Literate Programming

August 10, 2010

I wrote this fourteen years ago:

When Donald Knuth invented literate programming, he designed very big
systems which included prettyprinting, macro processing and rudimentary
version control systems, among other features. Even the more modern
literate programming systems, which tend to be much smaller, include
such features as automatic indexing of code chunks and identifiers. But
the essence of literate programming is simply the rearranging of chunks
of code, from an order which is convenient for the programmer to an
order which is convenient for the compiler.
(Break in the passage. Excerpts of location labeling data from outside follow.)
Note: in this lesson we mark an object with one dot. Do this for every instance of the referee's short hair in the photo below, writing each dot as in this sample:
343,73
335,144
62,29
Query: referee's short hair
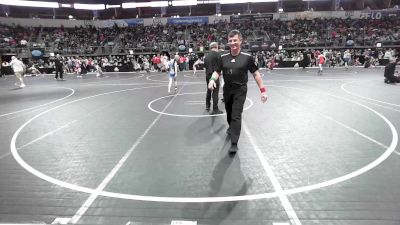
213,45
235,32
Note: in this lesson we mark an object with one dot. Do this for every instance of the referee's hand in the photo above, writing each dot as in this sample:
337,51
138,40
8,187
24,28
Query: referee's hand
264,97
212,85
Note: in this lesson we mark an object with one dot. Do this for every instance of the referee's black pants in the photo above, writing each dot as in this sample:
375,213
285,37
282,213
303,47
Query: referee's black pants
234,96
213,93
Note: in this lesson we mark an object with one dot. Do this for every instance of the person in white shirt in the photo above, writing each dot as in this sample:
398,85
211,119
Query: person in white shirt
173,72
346,59
18,68
198,62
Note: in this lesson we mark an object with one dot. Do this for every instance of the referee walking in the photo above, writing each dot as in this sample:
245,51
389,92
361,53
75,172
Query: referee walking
212,63
234,67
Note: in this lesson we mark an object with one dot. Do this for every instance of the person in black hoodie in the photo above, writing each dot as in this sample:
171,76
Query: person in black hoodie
390,70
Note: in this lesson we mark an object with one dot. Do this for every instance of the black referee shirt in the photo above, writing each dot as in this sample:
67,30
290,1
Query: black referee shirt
212,63
235,68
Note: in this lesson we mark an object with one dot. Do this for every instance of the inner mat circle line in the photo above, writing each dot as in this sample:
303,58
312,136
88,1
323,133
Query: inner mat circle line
38,106
327,183
182,115
115,169
363,97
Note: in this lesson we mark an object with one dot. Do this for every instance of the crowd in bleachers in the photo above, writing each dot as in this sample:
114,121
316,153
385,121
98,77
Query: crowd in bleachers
322,34
290,34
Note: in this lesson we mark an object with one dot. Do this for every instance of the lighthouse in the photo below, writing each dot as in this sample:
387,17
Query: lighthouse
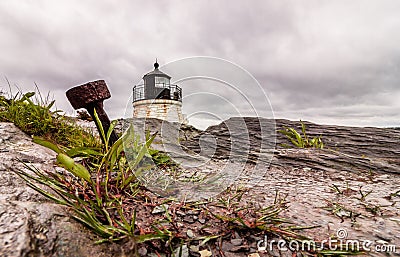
157,98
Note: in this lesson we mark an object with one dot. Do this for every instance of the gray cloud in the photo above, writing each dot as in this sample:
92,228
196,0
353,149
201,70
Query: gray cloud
324,61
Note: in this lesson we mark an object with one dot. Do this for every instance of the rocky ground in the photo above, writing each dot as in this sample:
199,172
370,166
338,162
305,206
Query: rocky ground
351,185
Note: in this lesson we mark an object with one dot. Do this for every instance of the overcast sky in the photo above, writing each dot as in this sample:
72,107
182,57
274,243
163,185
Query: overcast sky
335,62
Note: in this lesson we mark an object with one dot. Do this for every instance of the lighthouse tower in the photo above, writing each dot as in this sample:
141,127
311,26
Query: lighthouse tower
157,98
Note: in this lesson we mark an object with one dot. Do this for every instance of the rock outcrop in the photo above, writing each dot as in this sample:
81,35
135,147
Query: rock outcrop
30,225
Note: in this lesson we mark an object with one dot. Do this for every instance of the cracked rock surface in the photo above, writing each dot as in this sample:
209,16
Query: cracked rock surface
29,224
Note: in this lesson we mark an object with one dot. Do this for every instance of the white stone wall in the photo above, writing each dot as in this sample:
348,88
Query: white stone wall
162,109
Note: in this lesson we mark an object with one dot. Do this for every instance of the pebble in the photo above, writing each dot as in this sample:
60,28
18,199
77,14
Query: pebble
236,242
142,251
182,251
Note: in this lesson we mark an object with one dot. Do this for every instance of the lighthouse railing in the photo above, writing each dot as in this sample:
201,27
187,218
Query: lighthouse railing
173,92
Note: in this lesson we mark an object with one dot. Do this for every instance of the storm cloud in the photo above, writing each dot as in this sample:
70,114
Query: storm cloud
334,62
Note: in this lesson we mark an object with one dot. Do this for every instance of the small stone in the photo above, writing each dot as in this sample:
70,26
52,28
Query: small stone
180,213
194,248
182,251
188,219
236,242
205,253
142,251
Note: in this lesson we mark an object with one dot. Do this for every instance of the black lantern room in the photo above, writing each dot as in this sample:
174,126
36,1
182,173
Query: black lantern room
156,85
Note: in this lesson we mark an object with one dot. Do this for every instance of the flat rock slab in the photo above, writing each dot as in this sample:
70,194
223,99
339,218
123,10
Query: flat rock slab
29,224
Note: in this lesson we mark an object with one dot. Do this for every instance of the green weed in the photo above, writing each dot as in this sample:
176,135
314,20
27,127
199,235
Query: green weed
301,140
Described below is a complete literate programming system which is
implemented in a dozen and a half lines of awk. It has almost no
features. Input files consist of text, which is ignored, and chunks of
code, which are rearranged as indicated by the programmer. This
document is itself a literate program.

The form of the input file is very simple. Code chunks are introduced
by a line beginning with double less-than signs and ending with double
greater-than signs and an equals sign; there may be no white space at
the beginning or end of the line. Code chunks are referenced on any
line within another code chunk by surrounding the name of the chunk,
which must exactly match the name given on the definition line, with
double less-than and greater-than signs; there may be only one reference
per line. A code chunk ends at the first blank line following its
beginning, or at the end of the file, whichever comes sooner.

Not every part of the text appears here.